Когда это было сделано и из казарм уже не доносилось ни стона, ни крика, ни выстрела, Пабло вышел оттуда с дробовиком за спиной, а в руках он держал маузер. «Смотри, Пилар, — сказал он. — Это было у офицера, который застрелился сам. Мне еще никогда не приходилось стрелять из револьвера. Эй, ты! — крикнул он одному из civiles. — Покажи, как с этим обращаться. Нет, не покажи, а объясни».
Пока в казармах шла стрельба, четверо civiles стояли у стены, обливаясь потом, и молчали. Они были рослые, а лица, как у всех guardias civiles, вот такого же склада, как и у меня. Только щеки и подбородок успели зарасти у них щетиной, потому что в это последнее утро им уже не пришлось побриться, и так они стояли у стены и молчали.
— Эй, ты, — крикнул Пабло тому, который стоял ближе всех. — Объясни, как с этим обращаться.
— Отведи предохранитель, — сиплым голосом сказал тот. — Оттяни назад кожух и отпусти.
— Какой кожух? — спросил Пабло и посмотрел на четверых civiles. — Какой кожух?

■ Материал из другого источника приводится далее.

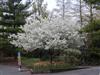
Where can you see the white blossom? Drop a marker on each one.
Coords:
(54, 34)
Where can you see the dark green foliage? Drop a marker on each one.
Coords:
(12, 15)
(93, 41)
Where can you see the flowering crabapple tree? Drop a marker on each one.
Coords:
(56, 34)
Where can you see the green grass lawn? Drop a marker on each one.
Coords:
(44, 66)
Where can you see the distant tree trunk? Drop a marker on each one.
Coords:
(81, 19)
(51, 59)
(91, 12)
(63, 9)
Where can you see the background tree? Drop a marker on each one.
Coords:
(12, 15)
(92, 29)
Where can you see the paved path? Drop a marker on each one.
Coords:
(90, 71)
(12, 70)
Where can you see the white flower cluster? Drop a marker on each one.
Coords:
(54, 34)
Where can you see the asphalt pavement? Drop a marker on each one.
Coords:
(13, 70)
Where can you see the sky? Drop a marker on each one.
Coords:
(51, 4)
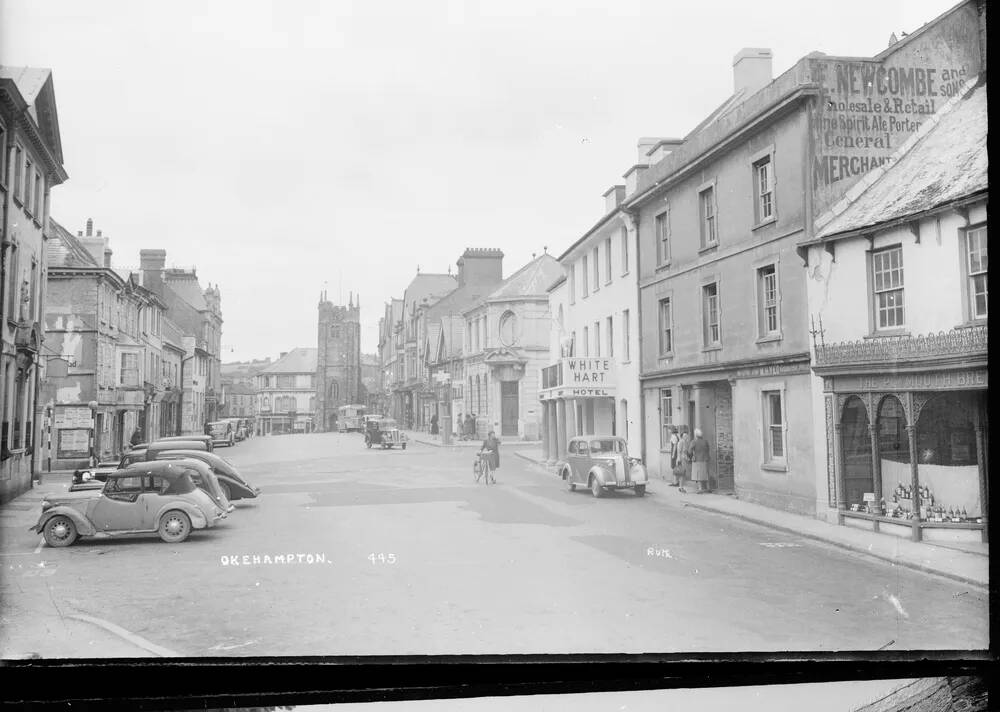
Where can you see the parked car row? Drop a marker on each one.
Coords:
(169, 487)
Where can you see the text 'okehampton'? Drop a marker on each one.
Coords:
(258, 560)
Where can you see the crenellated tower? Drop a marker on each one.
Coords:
(338, 359)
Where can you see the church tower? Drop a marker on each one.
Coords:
(338, 360)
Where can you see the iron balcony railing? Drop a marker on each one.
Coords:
(970, 341)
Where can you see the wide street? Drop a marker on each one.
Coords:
(401, 552)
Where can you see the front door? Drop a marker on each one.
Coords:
(508, 407)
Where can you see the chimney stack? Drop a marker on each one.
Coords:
(613, 197)
(751, 70)
(152, 260)
(481, 266)
(663, 148)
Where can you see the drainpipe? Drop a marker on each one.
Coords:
(632, 220)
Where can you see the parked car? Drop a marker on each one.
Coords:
(601, 464)
(206, 481)
(222, 432)
(150, 497)
(230, 481)
(207, 439)
(239, 431)
(384, 432)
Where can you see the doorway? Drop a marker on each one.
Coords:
(509, 407)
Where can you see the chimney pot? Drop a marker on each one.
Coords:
(752, 70)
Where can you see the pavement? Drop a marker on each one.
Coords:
(967, 563)
(351, 551)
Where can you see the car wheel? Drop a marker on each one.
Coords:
(174, 526)
(60, 531)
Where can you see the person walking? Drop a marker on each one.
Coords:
(682, 468)
(699, 461)
(492, 445)
(675, 442)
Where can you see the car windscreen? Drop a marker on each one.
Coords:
(178, 484)
(606, 446)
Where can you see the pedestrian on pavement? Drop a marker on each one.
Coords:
(699, 461)
(682, 468)
(675, 442)
(492, 445)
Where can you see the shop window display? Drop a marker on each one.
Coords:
(857, 453)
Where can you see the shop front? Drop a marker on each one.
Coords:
(908, 443)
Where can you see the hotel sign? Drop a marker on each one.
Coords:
(584, 378)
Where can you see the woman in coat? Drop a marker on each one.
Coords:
(492, 445)
(699, 461)
(682, 469)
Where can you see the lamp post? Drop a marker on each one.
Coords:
(93, 432)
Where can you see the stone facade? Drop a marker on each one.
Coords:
(338, 360)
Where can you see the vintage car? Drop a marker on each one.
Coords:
(231, 483)
(223, 432)
(602, 463)
(205, 480)
(207, 439)
(152, 497)
(384, 432)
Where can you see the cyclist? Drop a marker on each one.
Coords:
(491, 445)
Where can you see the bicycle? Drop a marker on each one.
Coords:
(482, 467)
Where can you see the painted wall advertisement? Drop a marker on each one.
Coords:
(869, 108)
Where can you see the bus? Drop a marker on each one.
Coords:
(349, 418)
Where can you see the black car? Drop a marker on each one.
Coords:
(232, 483)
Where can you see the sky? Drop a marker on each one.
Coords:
(283, 148)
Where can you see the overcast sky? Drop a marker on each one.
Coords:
(288, 147)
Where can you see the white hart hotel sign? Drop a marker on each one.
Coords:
(588, 378)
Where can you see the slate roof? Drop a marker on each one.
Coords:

— Вон ту коробку, что сверху.
Пабло стал отводить ее, но там что-то заело.
— Ну? — сказал он. — Не идет. Ты мне соврал.
— Отведи назад еще больше и отпусти, он сам станет на место, — сказал civil, и я никогда не слышала такого голоса. Серый, серее рассвета, когда солнце встает за облаками.
Пабло отвел кожух назад и отпустил, как его учили, кожух стал на место, и курок был теперь на взводе. Эти маузеры уродливые штуки, рукоятка маленькая, круглая, а ствол большой и точно сплюснутый, и слушаются они плохо. А civiles все это время не спускали с Пабло глаз и молчали.
Потом один спросил:
— Что ты с нами сделаешь?
— Расстреляю, — сказал Пабло.
— Когда? — спросил тот все таким же сиплым голосом.
— Сейчас, — сказал Пабло.
— Где? — спросил тот.
— Здесь, — сказал Пабло. — Здесь. Сейчас. Здесь и сейчас. Хочешь что-нибудь сказать перед смертью?
— Nada, — ответил civil. — Ничего. Но это мерзость.
— Сам ты мерзость, — сказал Пабло. — Сколько крестьян на твоей совести! Ты бы и свою мать расстрелял!
— Я никогда никого не убивал, — сказал civil. — А мою мать не смей трогать.